After his insurance paid its share of the bill, Slaughter’s out-of-pocket cost was $456 for the emergency department visit, almost three times what Medicare pays, according to OrbDoc’s analysis. The company has a free tool that flags medical bills for problems such as duplicate charges and high markups
“If an insured patient needs forensic accounting to understand the bill, the system is broken,” said Abdus Muwwakkil, CEO of OrbDoc.
Smith, the Baylor Scott & White spokeswoman, said in an email that the $1,486 billed to Slaughter is a “standard charge for a physician providing level 5 care in an emergency department.
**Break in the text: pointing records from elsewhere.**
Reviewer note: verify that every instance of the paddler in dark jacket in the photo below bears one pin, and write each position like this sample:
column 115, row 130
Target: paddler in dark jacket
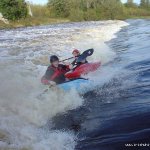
column 55, row 72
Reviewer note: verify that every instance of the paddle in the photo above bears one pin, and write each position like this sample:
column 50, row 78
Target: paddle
column 85, row 54
column 66, row 59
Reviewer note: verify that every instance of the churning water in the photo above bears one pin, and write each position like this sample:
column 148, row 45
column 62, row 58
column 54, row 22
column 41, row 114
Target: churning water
column 113, row 113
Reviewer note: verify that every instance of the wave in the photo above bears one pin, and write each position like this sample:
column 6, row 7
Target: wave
column 23, row 116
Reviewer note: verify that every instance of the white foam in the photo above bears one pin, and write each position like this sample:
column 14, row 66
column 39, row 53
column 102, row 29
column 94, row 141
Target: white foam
column 21, row 112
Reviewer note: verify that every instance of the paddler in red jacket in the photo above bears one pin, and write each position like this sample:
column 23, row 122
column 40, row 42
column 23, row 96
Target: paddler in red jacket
column 55, row 72
column 76, row 54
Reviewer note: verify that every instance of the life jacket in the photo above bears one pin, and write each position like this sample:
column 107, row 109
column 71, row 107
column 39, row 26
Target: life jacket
column 55, row 74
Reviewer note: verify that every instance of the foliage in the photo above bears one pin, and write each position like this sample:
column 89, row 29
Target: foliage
column 13, row 9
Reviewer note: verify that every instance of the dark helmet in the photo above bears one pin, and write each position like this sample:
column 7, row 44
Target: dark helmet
column 53, row 58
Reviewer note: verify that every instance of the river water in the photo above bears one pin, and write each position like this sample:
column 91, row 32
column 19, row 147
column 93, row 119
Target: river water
column 111, row 114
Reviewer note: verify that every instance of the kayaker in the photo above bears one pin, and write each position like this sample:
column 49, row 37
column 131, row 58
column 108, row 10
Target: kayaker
column 76, row 54
column 55, row 72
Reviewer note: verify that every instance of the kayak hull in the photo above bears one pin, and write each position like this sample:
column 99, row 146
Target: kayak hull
column 83, row 70
column 78, row 85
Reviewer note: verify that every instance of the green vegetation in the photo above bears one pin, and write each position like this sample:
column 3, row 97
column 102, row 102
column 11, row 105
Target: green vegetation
column 56, row 11
column 83, row 10
column 13, row 9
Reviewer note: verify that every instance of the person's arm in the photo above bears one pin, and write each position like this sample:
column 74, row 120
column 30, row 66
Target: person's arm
column 48, row 75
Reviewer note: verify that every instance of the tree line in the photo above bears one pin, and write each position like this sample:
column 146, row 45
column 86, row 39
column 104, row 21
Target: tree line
column 76, row 10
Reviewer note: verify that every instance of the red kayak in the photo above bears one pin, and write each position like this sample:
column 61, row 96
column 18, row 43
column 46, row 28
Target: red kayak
column 83, row 70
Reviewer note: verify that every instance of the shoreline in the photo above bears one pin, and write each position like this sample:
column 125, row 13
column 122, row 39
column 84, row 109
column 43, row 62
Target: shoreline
column 32, row 22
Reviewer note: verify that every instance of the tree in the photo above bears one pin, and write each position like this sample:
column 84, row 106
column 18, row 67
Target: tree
column 13, row 9
column 145, row 4
column 60, row 8
column 130, row 3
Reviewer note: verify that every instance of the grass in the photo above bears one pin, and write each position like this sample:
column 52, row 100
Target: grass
column 32, row 22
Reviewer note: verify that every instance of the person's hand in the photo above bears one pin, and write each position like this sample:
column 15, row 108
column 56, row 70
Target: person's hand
column 52, row 83
column 70, row 66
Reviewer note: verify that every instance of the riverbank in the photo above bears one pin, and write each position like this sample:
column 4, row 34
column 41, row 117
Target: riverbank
column 45, row 21
column 31, row 22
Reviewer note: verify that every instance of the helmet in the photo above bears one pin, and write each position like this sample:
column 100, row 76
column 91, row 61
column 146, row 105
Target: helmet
column 53, row 58
column 76, row 51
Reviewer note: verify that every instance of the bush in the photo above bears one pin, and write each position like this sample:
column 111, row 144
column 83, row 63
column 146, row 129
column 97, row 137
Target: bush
column 13, row 9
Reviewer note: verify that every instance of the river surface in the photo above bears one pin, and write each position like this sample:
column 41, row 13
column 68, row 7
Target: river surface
column 112, row 115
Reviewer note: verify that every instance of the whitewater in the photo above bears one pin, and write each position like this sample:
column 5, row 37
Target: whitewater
column 26, row 121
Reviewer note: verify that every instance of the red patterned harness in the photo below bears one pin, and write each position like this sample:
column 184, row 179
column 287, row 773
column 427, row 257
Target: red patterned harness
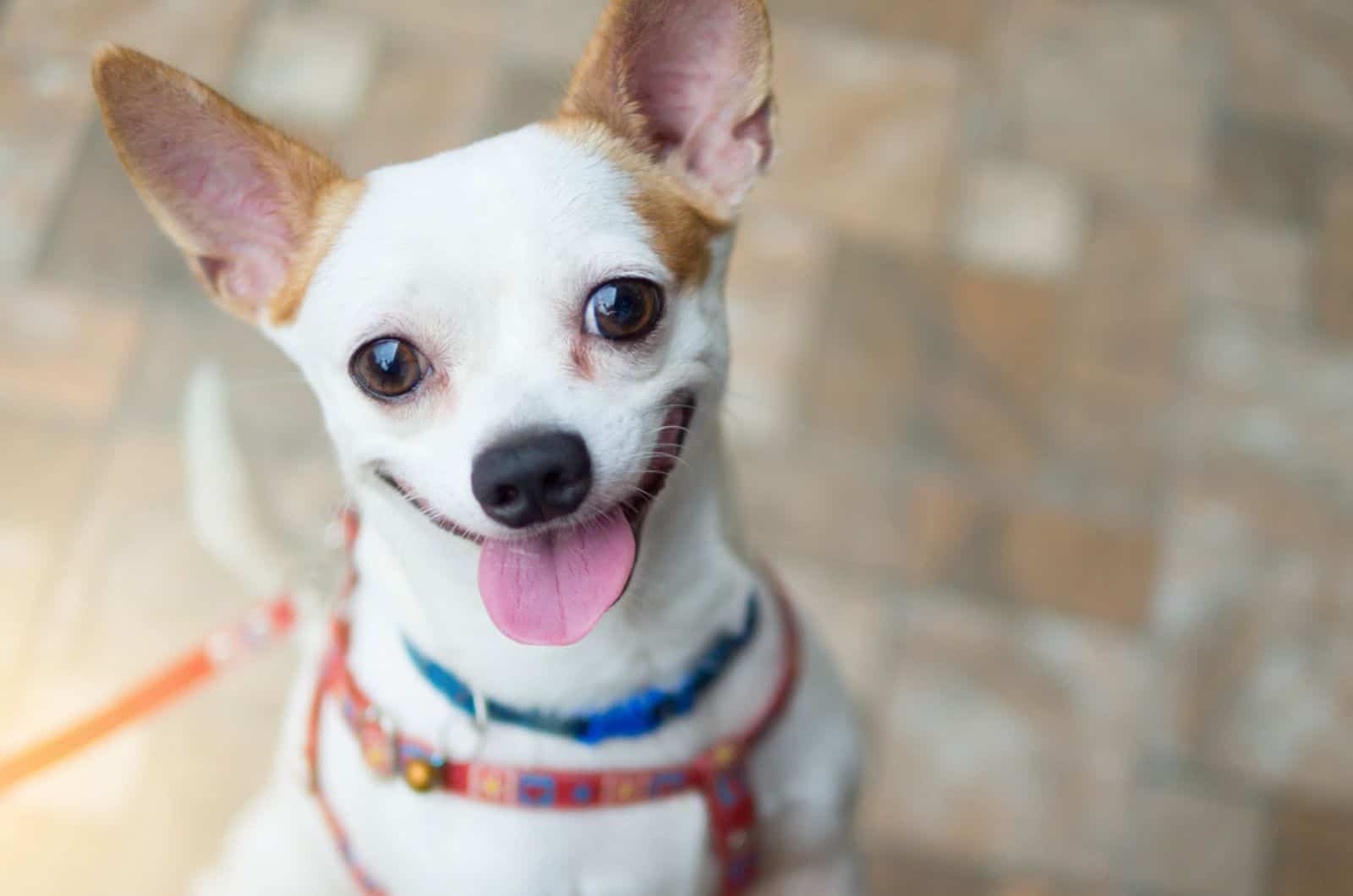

“This charge is consistent for everyone, regardless of their insurance type,” Smith added. “Reimbursements for this charge, however, do vary by insurance type.”
Experts say a major driver of hospital costs is industry consolidation—hospital systems acquiring other facilities. A 2024 research paper co-authored by Yale’s Cooper found that from 2010 to 2015, anticompetitive mergers of hospitals raised prices by more than 5%.

Another problem: Hospitals don’t make it easy for patients to access or understand their financial assistance programs.
Slaughter said he experienced this during his three-day stay at Baylor Scott & White. On the second day, he said, a hospital billing official came to his room to provide him with an estimate of what his costs would be and asked for his credit card for partial payment. Slaughter said he was on painkillers and groggy, but he recalls asking about the hospital’s financial assistance program, which the official said he did not qualify for.